Si sa già come andrà a finire: il protagonista - interpretato da Woody Harrelson - passa da una squadra di professionisti a una di ragazzi con disabilità a cui non potrà che affezionarsi. E, così, anche il pubblico

Campioni non è una storia originale. Anzi, se vogliamo dirla tutta, proprio come storia non è nemmeno un granché. C’è un uomo che viene cacciato dalla squadra di basket NBA in cui è l’aiuto dell’aiuto allenatore, viene beccato ubriaco dopo essere stato licenziato e viene spedito lontano dalla città per svolgere i servizi sociali assegnati per scontare la propria pena.

Il suo compito, obbligato dalla legge, è quello di continuare a ricoprire il suo ruolo di coach, stavolta però in una squadra di ragazzi disabili. Un obiettivo, l’essere finalmente diventato allenatore ufficiale, con cui dovrà confrontarsi, messo in relazione con una realtà lontana dal contesto professionistico da cui veniva e da cui vuole disperatamente tornare.
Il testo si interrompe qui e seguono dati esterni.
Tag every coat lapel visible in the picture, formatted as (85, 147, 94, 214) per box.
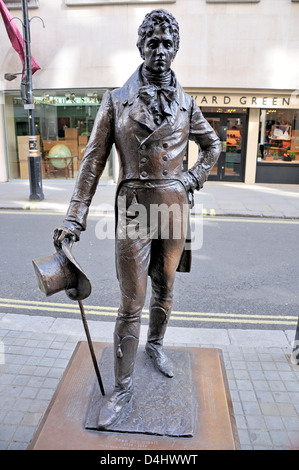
(128, 99, 157, 132)
(120, 66, 156, 132)
(140, 84, 188, 146)
(120, 65, 188, 141)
La prevedibilità che va a segno

Campioni, nonostante alla regia vi sia un fuoriclasse del politicamente scorretto come Bobby Farrelly, è una commedia dai buoni sentimenti, quindi il resto, ovviamente, vien da sé. Se si lasciasse allo spettatore la possibilità di indovinare il futuro del protagonista, interpretato da Woody Harrelson, non ci sarebbero dubbi sulle altissime chance che avrebbe nell’azzeccarne l’epilogo. E non solo perché, oltre alla sua prevedibilità, Campioni di Bobby Farrelly è il remake di un’omonima pellicola spagnola, uscita nel 2018 e diretta da Javier Fesser.

Una scena dal film Campioni

Una scena dal film Campioni

Ed è proprio qui che si vede se un film è valido oppure no. O, volendo usare una metafora rubata al basket, se riesce ad andare a canestro. Se è in grado di convincere pur avendo ben chiaro il destino del personaggio principale, pur sapendo che il lato umano vincerà su quello egoistico, e che tutti gli sforzi volgeranno al meglio per la nuova squadra, vuol dire che Bobby si è prodotto in un terzo tempo perfetto.
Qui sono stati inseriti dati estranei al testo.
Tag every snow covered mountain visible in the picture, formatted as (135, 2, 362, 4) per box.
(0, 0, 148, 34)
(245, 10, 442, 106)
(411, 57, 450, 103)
L’arte (leggera) di essere Campioni

Campioni sa come variare sul tema, non cambiando la struttura che appartiene ai feel good movies, ma sapendo muoversi all’interno di quei confini prestabiliti, divertendosi e intrattenendoci in tutti i modi che preferisce. Il tutto seguendo in maniera pedissequa i vari passaggi (obbligatori) che sappiamo questo tipo di commedia debba attraversare, coscienti che non importa quanto è difficile diventare migliori o ciò a cui si deve rinunciare, l’importante è percorrere finalmente la strada giusta.
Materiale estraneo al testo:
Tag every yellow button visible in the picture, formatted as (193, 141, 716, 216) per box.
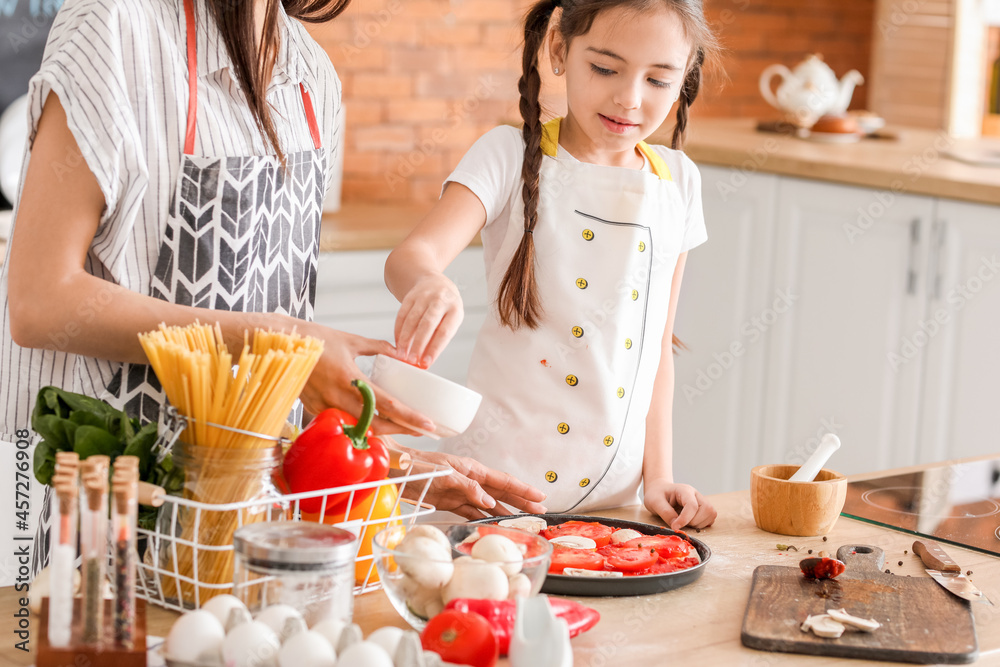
(582, 229, 594, 241)
(577, 278, 589, 290)
(579, 478, 591, 488)
(566, 375, 579, 387)
(545, 471, 558, 483)
(572, 326, 584, 338)
(625, 338, 632, 349)
(638, 241, 646, 252)
(557, 422, 570, 434)
(631, 289, 639, 301)
(603, 435, 614, 447)
(617, 387, 625, 399)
L’opera cerca un brio che arriva soprattutto dalla libertà degli attori, e che riverbera dell’opportunità data dalla sceneggiatura di potersi sbizzarrire. I caratteri dei personaggi, e la genuinità con cui vengono ritratti, svettano di gran lunga sulla sequela di pellicole similari a Campioni, in cui lo stesso lavoro di Farrelly poteva rischiare di rientrare e che ha saputo invece farci simpatia e tenerezza più di quanto ci si potesse aspettare. Un’opera non buonista, ma buona. Che contiene la stessa ironia che può accompagnare ciò che di inatteso riserva la vita.